Pero no, lo que hizo la mozona fue sacarse un alfiler matasuegras que llevaba en el toquillón, y con tal presteza se empleó en hacerle perforaciones en el culo al Rufo, que, bien engarfiado como estaba entre aquellas dos columnas de Hércules, no le quedaba otro desahogo que patear muy de prisa y escarbar como vaquilla. Eran sus piernecillas aspas de molino, que levantaban grisanta y espesa tolvanera. Ella no se cansaba de hacerle poros en las ancas, con más acelero que una máquina de coser. Era una furia. Pasado un buen rato (los gritos que diera él no trascendían, quedaban arropados), resollando de fatiga y sudorosa por la dureza del trabajo, dio un panzazo hacia delante y el hombrecillo cayó al suelo hecho un muñeco, los ojos desorbitados, la faz encendida y boqueando de asfixia: Que a punto estuvo de morir por tan acentuada proximidad de lo que quiso tener a mano.

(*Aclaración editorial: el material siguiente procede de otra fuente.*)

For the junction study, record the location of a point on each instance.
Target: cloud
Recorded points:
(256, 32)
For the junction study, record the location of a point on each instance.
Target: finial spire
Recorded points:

La Mamerta marchó respirando con mucha fuerza, flébil de piernas, e intentando arreglarse las greñas caídas. Marchaba sin volver la cabeza, al filo de la tapia, segura de que el enemigo no reanudaría el torneo. Rufo, al cabo de un buen rato, una vez recuperado el aliento y la visión, intentó levantarse, resoplando y con las dos manos sobre aquella parte que le quedó criba. Perdido el sentido de la orientación y con gesto de lloro, miraba hacia uno y otro lado, sin saber por dónde ir. Con otro esfuerzo dolorosísimo se agachó para recoger la boina, que le quedó en el suelo luego del morque.

Fue entonces cuando Salvadorcito le voceó: —Anda, Rufo, ¿no querías frescachona? ¡Toma frescachona! El hombre buscó con los ojos quién profería las voces, hasta que nos vio encaramados en el caballete. Nos miró un buen rato, como si no comprendiera bien. Y por fin, sin decirnos nada ni hacer gesto, marchó hablando solo, con pasos muy cortos, doblado y con las manos en el mismo lugar.